Повернувшись, Гесперия вышла из комнаты, и я ее достаточно знал, чтобы не настаивать больше. Глаза стали у меня влажными от обиды и горя. «Я вернусь достойным ее!» — сказал я сам себе, и образ Реи представился мне в ту минуту таким чужим, таким ненужным, что я опять проклинал себя за свою глупую затею. Мне казалось, что я готов отдать все, только бы не быть принужденным ехать в стан мятежников, остаться с Гесперией, продолжать с ней наше путешествие.
Несколько успокоившись, я рассмотрел дары Гесперии. То был прекрасный испанский кинжал, на ручке которого был красиво изображен бог Меркурий с факелом и вырезаны два слова: «Disce mori». В кошельке было золото и серебро и письмо к какому-то аргентарию Генавы с приказанием выплатить подателю еще две тысячи денаров. Я подумал о том, как внимательно позаботилась обо мне Гесперия, и это меня несколько утешило.
В тот день я более не видел Гесперии: она намеренно не хотела мне показаться, чтобы у меня в воспоминаниях осталось то ее лицо, какое я видел в час нашего прощания. Только какой-то раб, по ее приказанию, передал мне, что я должен быть готов в начале четвертой стражи. Действительно, еще было темно, когда ко мне в дверь постучались. Но я уже не спал и, быстро одевшись, вышел на зов. Неизвестный человек в простой одежде стоял у дверей и спросил меня на плохом латинском языке:
— Это ты, кого я должен проводить в горы?
Я ответил утвердительно и вернулся в свою комнату, чтобы сделать последние приготовления к пути. Я спрятал монеты и денежное письмо под платьем, а кинжал прикрепил у пояса, чтобы оружие всегда было у меня под рукою. Через несколько минут мы вышли, вдвоем с моим вожатым, из дома Тита Коликария. Аврора едва лишь успела растворить ворота неба, и легкая прохлада еще плыла по пустым улицам императорского города.
III
Пройдя почти весь город, мы вышли через ворота, причем мой проводник предъявил стражам пропуск, подпись под которым заставила их оказать нам знаки величайшего почтения. Недалеко от городской стены, в маленьком диверсории, нас ждали оседланные лошади. Все эти доказательства внимания, проявленного ко мне Гесперией, опять исполнили мою душу чувством умиления.

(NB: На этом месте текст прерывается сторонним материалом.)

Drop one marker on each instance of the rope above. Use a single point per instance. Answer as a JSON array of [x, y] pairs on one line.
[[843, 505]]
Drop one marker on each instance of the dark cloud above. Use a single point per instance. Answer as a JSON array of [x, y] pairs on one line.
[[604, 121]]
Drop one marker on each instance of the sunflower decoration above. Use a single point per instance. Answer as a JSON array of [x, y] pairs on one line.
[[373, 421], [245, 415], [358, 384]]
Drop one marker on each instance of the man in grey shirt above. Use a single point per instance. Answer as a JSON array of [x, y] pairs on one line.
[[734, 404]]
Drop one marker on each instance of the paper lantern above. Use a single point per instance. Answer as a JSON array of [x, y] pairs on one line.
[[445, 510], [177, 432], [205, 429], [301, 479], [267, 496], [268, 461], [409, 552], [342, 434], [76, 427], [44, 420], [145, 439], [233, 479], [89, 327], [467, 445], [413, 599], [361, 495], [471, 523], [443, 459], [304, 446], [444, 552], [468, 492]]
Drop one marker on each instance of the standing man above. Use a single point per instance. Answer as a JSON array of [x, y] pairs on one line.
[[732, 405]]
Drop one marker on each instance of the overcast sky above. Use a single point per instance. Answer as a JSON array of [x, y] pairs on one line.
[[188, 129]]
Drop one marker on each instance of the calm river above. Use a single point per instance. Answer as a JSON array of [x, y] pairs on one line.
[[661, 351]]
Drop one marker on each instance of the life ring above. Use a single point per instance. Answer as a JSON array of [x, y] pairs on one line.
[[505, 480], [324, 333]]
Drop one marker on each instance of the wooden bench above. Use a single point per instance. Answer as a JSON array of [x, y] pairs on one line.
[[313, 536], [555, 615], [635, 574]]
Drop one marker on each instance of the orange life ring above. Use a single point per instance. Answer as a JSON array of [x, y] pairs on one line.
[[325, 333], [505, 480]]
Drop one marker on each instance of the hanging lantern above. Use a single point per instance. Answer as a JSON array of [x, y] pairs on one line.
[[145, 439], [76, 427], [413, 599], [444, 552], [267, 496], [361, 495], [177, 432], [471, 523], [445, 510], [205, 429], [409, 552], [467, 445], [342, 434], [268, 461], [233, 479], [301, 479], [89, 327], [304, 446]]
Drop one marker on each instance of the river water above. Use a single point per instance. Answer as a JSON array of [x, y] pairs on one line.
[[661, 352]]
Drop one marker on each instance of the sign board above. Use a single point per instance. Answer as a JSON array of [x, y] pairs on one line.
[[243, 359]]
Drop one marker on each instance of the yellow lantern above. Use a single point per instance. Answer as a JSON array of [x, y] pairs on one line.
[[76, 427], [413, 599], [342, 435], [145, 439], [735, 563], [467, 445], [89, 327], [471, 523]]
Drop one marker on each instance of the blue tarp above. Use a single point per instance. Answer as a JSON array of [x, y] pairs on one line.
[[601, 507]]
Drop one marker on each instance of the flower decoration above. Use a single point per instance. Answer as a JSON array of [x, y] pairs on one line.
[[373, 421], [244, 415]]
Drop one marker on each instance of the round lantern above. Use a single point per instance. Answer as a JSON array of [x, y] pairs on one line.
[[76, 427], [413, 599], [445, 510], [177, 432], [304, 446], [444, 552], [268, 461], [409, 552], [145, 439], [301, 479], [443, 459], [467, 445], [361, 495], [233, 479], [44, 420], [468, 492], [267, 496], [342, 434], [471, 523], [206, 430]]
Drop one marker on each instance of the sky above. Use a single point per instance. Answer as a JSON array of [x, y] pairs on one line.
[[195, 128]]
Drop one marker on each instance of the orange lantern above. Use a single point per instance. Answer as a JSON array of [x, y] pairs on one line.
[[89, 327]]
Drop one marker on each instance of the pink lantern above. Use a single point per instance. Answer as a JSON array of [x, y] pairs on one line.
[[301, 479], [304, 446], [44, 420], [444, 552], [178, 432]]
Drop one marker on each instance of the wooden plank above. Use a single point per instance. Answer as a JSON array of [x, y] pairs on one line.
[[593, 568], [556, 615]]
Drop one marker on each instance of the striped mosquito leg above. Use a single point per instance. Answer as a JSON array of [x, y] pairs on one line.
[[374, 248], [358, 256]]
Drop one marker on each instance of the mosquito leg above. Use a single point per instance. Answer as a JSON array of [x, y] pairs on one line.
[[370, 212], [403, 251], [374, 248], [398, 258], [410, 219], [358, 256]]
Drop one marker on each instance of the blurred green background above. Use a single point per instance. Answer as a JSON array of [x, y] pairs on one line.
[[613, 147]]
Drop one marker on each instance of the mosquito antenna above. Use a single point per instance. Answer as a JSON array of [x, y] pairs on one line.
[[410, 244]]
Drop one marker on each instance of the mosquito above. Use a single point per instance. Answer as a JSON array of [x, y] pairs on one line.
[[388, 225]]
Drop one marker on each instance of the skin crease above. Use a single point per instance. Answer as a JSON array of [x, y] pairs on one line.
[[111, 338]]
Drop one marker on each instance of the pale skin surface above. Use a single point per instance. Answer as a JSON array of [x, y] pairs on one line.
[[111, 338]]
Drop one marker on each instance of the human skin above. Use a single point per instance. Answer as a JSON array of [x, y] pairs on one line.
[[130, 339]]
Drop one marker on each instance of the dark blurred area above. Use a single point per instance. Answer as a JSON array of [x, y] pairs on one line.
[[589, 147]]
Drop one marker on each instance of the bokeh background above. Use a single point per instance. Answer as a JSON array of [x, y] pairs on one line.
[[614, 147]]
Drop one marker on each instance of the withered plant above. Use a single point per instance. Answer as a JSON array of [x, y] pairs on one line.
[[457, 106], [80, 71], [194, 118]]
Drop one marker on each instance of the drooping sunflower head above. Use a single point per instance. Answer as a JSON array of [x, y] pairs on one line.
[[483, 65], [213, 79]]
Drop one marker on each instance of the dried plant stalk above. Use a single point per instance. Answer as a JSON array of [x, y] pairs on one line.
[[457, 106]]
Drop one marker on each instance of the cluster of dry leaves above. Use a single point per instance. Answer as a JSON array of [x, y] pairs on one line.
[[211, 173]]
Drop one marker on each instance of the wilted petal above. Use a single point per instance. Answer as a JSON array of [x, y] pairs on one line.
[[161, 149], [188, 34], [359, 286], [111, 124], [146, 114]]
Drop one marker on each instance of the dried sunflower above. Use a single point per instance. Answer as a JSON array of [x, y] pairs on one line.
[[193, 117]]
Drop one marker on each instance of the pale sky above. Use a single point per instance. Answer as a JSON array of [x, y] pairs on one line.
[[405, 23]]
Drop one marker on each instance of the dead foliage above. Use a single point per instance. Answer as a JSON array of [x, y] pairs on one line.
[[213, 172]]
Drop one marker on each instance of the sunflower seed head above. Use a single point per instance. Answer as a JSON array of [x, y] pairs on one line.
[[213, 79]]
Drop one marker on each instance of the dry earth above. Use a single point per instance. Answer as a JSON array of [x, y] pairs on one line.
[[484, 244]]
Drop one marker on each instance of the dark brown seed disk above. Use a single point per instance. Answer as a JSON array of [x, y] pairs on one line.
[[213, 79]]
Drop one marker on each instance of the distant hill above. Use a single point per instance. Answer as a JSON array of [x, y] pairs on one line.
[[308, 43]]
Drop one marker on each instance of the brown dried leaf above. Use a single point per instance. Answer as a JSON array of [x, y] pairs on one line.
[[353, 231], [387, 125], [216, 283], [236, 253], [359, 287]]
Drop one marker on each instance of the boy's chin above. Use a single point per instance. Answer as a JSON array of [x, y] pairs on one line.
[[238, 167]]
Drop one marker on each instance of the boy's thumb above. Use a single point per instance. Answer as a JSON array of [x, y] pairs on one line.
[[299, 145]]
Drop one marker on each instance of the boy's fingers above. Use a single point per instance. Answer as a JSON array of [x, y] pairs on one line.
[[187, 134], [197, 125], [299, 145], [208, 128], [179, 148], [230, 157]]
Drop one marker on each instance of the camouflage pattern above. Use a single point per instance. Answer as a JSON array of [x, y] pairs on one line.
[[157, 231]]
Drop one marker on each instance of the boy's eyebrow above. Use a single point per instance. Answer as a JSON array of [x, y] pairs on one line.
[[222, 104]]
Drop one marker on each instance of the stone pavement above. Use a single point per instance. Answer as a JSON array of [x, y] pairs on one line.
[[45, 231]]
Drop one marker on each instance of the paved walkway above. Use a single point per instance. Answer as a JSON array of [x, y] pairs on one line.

На лошадях мы поехали по прекрасной дороге, шедшей прямо на север. Мой спутник плохо владел латинским языком, а я не понимал его странного горного наречия; кроме того, он вообще был, по-видимому, неразговорчив, и мы подвигались вперед молча. У меня было время предаваться своим размышлениям, и я думал о Гесперии. Я вспоминал все, что она говорила мне на прощание, ее поступки, ее лицо, и новая волна радостной любви заливала мою душу.
Мне казалось несомненным, что отпустила меня Гесперия только из чувства ревности, которая, как все в ее душе, принимала формы обратные, чем у других женщин. Догадавшись, что меня влечет к Рее, что мне томительно хочется еще раз ее увидеть, Гесперия почувствовала себя оскорбленной, именно как женщина. И тогда как для всех других это послужило бы причиной воспретить мне мою поездку, она, напротив, настояла на том, чтобы я отправился в стан мятежников. Именно потому, что она ревновала меня, она желала дать мне все возможности ее ревность оправдать. Так думая, я, впервые в жизни, начинал верить в то, что Гесперия меня действительно любит.
Потом мои мысли обратились к тому месту, куда я направлялся. Я стал думать о Рее, и в том порыве любви, нежности и благодарности к Гесперии, который владел мною, я тут же давал себе клятвы не поддаваться более хитрым искушениям девушки. «Гесперия! — восклицал я в душе, — я оправдаю твое доверие, оправдаю более, нежели ты ожидаешь! Я скажу Рее, что ее не люблю, что ее замыслы мне вполне чужды, что я не христианин и не сторонник ее религии Змия и Антихриста, что я чту и всегда буду чтить богов бессмертных! Я скажу Рее, что явился лишь затем, чтобы спасти ее от неизбежной гибели под мечом легионариев. Я ей предложу бежать со мною, а если она откажется, то мне не в чем будет себя винить. И на все ее безумные заискивания и льстивые ласки я сумею ответить строго и холодно. На всем круге земли я не хочу другой женщины, кроме Гесперии, прекрасной, мудрой, великой Гесперии!»
И вполголоса я повторял те слова, что мне сказала Гесперия на прощание: «Когда ты вернешься прежним ко мне, может быть, я тебе ни в чем не откажу», — слова, заставлявшие мое сердце усиленно биться предвкушением какого-то неведомого счастия.